Ada 21 pasal UU Cipta Kerja yang diubah oleh Hakim Mahkamah Konsititusi atau MK. Apa saja 21 pasal yang diubah MK berdasarkan gugatan Partai Buruh dan sejumlah federasi serikat pekerja itu?
***
BERINTI.ID, Jakarta - Gugatan Partai Buruh dan sejumlah federasi serikat terkait Undang-Undang Cipta Kerja dikabulkan Mahkamah Konstitusi.
MK mengabulkan permohonan Partai Buruh dan sejumlah federasi serikat pekerja untuk melakukan pengujian konstitusional terhadap 21 norma Undang-Undang Cipta Kerja.
Hakim MK memutuskan untuk mencabut dan merevisi 21 pasal dalam Undang-Undang Cipta Kerja dalam sidang yang digelar pada Kamis, 31 Oktober 2024 kemarin.
Berikut 21 pasal UU Cipta Kerja yang diubah Hakim MK berdasarkan gugastan pemohon:
Frasa “Pemerintah Pusat” dalam Pasal 42 ayat 1 dan Pasal 81 angka 4 Lampiran UU Nomor 6 Tahun 2023 tentang Cipta Kerja bertentangan dengan UUD 1945 dan tidak memiliki kekuatan hukum mengikat, kecuali dimaknai sebagai Menteri yang bertanggung jawab di bidang ketenagakerjaan, yakni Menteri Tenaga Kerja.
Pasal yang mengizinkan tenaga kerja asing dipekerjakan di Indonesia ini bertentangan dengan UUD 1945.

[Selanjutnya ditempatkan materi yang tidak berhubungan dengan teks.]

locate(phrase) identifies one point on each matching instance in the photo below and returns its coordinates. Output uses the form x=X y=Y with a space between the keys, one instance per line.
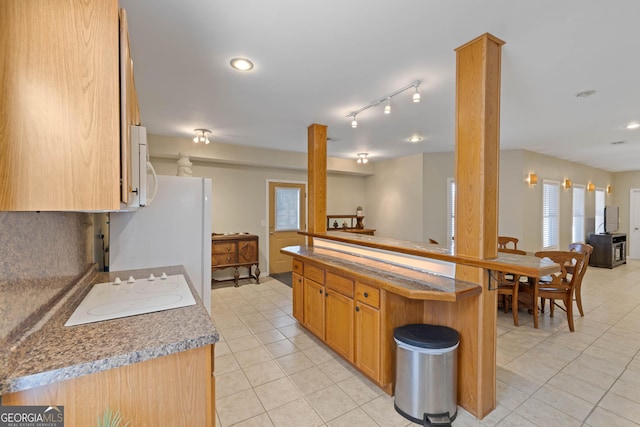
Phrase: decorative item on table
x=184 y=165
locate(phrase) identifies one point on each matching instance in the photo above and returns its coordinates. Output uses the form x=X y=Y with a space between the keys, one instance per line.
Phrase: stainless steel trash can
x=426 y=373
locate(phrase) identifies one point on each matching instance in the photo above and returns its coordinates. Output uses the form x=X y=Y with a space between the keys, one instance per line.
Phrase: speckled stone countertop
x=48 y=352
x=401 y=280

Pasal ini juga tidak memiliki kekuatan hukum mengikat, kecuali dimaknai dengan memerhatikan pengutamaan penggunaan tenaga kerja Indonesia.
Pasal 56 ayat 3 dalam Pasal 81 angka 12 UU 6/2023 terkait jangka waktu pekerjaan berdasarkan perjanjian kerja bertentangan dengan UUD 1945.

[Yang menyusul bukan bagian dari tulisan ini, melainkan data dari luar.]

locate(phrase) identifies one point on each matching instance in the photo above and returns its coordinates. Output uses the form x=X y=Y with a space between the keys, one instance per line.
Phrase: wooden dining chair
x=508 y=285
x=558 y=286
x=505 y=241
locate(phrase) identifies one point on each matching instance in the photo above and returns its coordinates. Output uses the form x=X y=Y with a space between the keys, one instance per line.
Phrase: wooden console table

Pasal ini tidak memiliki kekuatan hukum mengikat, kecuali dimaknai bahwa jangka waktu tidak melebihi lima tahun, termasuk perpanjangan.
Pasal 57 ayat 1 dalam Pasal 81 angka 13 UU 6/2023 yang mengharuskan perjanjian kerja waktu tertentu dibuat secara tertulis dalam bahasa Indonesia dan huruf Latin bertentangan dengan UUD 1945.
Pasal ini tidak memiliki kekuatan hukum mengikat, kecuali dimaknai sebagai kewajiban untuk membuat perjanjian secara tertulis dalam bahasa tersebut.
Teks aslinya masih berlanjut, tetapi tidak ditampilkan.